El albor de la mañana había iluminado el caminar dubitativo de los peregrinos. Sus corazones seguían desconsolados y abrumados por lo que había sucedido. Toda la fe, puesta en las obras y palabras de Jesús, se había opacado al verlo crucificado. A pesar de todo, les daba vuelta el testimonio de las mujeres y el sepulcro vacío… sobretodo, les cuestionaba el imaginarlo vivo.
¡Nada parecía tener sentido!, decían entre ellos. Ni siquiera les incomodó que se les acercara otro peregrino y se sumara a la conversación que se había tornado confusa y desoladora. Sin embargo, la presencia de esta persona les cautivaba, cada frase suya era un rayo de luz al entendimiento. Lo miraban atentamente a sus ojos que transmitían una paz confortante; pero seguían sin reconocerlo.
El ocaso los detuvo, para descansar. No dudaron ni un segundo en invitar al peregrino para que se quedara con ellos. Aunque la identidad de este hombre era inquietante porque les hacía arder el interior. Fue estando a la mesa y viéndolo tomar el pan y pronunciar la bendición que sus ojos se abrieron… ¡Era Él!, resonaba con fuerza en cada uno. La forma de partir el pan y el gesto de darlo terminó de revelar quién era al que tenían enfrente. El silencio que se había creado por la contemplación de la escena acabó con una frase unísona: ¡Está vivo, Jesús ha resucitado!
Habían sido pocos segundos, pero el instante frente al resucitado les había transformado el pesimismo de sus corazones en alegría. La belleza de ese momento desterró toda desilusión, llenando el lugar de esperanza.
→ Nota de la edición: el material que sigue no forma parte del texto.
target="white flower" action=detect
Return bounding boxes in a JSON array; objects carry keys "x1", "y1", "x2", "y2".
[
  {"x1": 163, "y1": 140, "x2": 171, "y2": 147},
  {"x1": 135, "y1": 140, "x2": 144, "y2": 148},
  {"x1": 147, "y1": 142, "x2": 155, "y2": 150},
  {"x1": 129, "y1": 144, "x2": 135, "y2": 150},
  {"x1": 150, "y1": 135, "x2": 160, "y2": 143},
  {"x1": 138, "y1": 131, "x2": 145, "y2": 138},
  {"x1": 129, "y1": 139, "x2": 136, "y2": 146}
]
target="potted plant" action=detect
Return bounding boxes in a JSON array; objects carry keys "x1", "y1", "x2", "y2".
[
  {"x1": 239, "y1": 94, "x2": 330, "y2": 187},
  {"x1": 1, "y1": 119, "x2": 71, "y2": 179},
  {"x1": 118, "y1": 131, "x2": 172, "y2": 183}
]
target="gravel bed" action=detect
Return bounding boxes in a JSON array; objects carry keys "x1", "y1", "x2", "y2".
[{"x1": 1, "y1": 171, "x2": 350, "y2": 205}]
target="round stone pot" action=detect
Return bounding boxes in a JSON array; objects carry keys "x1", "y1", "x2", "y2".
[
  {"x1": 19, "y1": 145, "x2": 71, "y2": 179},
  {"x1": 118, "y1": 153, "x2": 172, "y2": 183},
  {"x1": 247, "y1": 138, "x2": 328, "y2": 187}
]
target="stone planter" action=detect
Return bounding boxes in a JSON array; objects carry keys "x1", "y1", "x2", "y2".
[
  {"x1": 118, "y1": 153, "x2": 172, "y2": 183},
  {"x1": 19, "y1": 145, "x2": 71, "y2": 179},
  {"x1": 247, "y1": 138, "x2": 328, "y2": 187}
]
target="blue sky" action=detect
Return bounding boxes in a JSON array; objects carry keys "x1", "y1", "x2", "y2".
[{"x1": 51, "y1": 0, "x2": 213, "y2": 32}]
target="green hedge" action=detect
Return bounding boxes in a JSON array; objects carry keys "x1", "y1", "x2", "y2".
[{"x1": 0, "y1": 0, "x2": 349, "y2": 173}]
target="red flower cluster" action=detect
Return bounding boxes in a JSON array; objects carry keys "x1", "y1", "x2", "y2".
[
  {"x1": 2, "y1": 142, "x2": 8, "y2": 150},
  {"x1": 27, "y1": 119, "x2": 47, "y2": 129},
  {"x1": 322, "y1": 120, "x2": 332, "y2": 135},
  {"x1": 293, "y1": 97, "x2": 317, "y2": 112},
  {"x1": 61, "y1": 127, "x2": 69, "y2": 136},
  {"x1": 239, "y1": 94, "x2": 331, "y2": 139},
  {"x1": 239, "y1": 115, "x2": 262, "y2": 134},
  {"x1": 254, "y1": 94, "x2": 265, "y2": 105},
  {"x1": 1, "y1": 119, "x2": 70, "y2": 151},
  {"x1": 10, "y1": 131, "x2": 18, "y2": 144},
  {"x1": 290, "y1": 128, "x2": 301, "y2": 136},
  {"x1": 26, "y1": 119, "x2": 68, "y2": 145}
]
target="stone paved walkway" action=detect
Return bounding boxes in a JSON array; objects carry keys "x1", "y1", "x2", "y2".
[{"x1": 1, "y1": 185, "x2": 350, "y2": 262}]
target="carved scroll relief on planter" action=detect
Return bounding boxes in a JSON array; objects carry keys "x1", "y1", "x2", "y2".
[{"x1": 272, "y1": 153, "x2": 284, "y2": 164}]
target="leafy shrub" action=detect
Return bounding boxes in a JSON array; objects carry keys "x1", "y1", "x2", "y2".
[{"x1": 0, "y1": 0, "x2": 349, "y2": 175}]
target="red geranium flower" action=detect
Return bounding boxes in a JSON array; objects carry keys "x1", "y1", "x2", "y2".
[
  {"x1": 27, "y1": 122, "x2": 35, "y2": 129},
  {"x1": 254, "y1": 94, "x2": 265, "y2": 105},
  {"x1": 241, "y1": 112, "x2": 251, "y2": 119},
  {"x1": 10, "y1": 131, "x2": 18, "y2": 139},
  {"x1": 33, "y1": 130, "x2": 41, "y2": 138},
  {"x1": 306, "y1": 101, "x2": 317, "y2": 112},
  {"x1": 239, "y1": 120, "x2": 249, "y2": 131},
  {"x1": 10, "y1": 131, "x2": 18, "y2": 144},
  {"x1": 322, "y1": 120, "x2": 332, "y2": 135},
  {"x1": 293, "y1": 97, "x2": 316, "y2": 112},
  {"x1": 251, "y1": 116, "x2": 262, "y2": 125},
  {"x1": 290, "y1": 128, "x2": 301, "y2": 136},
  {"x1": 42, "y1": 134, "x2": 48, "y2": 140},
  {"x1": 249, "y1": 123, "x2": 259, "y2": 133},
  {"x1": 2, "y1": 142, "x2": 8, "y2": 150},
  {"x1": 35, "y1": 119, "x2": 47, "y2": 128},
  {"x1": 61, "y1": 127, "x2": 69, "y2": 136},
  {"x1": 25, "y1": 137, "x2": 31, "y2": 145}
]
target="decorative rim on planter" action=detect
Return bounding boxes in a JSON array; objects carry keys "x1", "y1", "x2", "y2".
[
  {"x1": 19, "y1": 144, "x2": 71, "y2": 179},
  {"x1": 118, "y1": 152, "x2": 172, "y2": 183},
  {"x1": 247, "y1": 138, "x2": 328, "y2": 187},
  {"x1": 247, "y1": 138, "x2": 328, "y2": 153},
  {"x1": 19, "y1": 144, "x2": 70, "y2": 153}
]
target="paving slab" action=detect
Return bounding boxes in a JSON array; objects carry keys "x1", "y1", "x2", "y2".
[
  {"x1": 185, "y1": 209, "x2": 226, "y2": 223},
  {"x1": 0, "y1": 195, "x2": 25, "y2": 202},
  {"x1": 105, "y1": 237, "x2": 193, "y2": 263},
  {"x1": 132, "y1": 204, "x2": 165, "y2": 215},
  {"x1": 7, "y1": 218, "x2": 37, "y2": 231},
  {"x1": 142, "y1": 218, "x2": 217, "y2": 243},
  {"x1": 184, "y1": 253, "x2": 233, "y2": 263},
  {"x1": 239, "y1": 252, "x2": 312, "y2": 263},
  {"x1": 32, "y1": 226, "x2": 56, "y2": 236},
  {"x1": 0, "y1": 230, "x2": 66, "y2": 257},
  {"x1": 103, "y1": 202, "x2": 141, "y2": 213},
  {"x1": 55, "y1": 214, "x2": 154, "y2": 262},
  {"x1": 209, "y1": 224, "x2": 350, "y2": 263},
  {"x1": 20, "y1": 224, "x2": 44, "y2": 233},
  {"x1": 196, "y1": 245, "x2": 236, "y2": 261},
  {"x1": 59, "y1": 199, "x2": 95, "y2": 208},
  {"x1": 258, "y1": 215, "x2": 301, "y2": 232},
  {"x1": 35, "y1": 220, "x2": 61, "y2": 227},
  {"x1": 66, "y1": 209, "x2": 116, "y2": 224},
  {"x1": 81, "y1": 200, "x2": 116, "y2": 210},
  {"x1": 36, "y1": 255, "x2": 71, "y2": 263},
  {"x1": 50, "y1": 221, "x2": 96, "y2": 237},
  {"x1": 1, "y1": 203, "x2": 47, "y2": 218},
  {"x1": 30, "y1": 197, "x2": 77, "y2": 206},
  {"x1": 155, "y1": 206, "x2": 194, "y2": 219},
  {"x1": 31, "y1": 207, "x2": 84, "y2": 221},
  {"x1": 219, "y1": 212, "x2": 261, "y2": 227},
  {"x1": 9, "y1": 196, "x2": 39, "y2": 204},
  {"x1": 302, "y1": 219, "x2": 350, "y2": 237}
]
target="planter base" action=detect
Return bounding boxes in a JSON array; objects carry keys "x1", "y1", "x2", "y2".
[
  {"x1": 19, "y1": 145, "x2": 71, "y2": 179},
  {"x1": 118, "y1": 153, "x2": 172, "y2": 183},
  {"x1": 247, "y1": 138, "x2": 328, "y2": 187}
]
El momento, marcado por la intimidad y realismo ante su Señor, grabó en cada uno de sus corazones la certeza de sentirse escuchados, acompañados y consolados por Dios.
¡Todo tenía sentido!, sus corazones habían sido alimentados todo el camino por medio de la Palabra de Jesús y las explicaciones de las Sagradas Escrituras, consagrando todo esto con el último gesto de partir y repartirse. El encuentro más humano les había revelado el encuentro más divino, la Gloria del Resucitado. Se volvieron a ver, y en sus rostros se reflejaba el mismo sentir. No solo era cuestión de entender sino de también de gustar y sentir.